The push comes as one way to help fight crime in the Circle City. The Metro police officers who serve as coordinators are assigned to designated Indianapolis public schools to recruit and be mentors.
Since the start of the school year, hundreds of students like tenth-grader Nicholas Brown are signed up for IMPD's OK Program. Brown told Eyewitness News that he has a 3.4 grade point average and would like the idea of having someone he can turn to for help. He believes having a mentor would also help change the mindset of not only him and his classmates, but also the public perception about young African-American boys.
"Most people think that black young men are not going to make it. But I want to be a black man who makes it," Brown said.
IMPD Ofc. Antwon Keyes, who coordinates the OK Program, believes long term they can reduce Indy's most violent crimes, which mostly involve young black males. The program originally kicked off more than a decade ago, but got the ax from previous administrators who are no longer in charge of public safety.
"The rates of homicide, incarceration, those things affect us and are germane issues to our community in more ways than any other community," Keyes said.
But the officers need help from other adult men who they hope will realize they, too, can be a lifeline.
Ofc.

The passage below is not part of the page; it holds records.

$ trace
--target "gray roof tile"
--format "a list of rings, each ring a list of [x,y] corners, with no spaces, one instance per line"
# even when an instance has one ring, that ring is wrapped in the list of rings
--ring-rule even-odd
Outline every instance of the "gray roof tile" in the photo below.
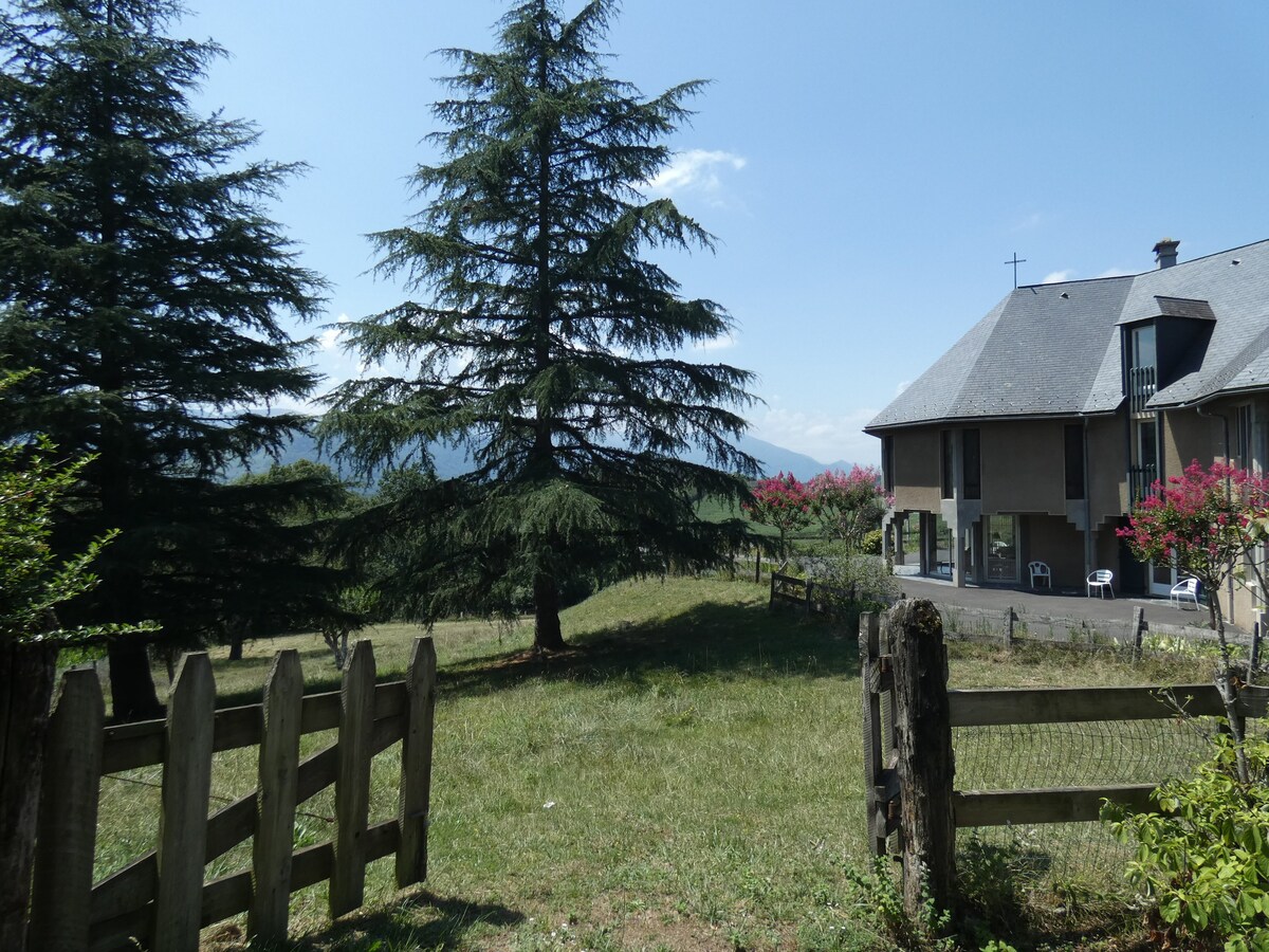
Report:
[[[1137,275],[1018,288],[865,429],[1112,413],[1123,401],[1121,325],[1160,315],[1214,325],[1198,369],[1152,405],[1269,387],[1269,241]]]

Deon Harris is one of the other OK Program coordinators who grew up at 42nd Street and Post Road. He takes keeping students on the right track personal.
"I want to make sure I do my part to help reduce the rate of homicide when it comes to our boys," he said.
The mentors hold what they call "KICK IT" sessions, where they have real life talks with students about real life challenges in their communities. The mentors also facilitate learning study skills and improving their grade point average. The OK Program is for students starting at the middle school level.
Arsenal Tech and the other schools have so many students signed up for the OK Program, officers hope to recruit as many facilitators as possible starting the weekend of September 21. They hope as many men as possible will attend the first-ever quarterly training session at the JTV Hill Center at 18th Street and Columbia Avenue from 10 a.m. to 2 p.m.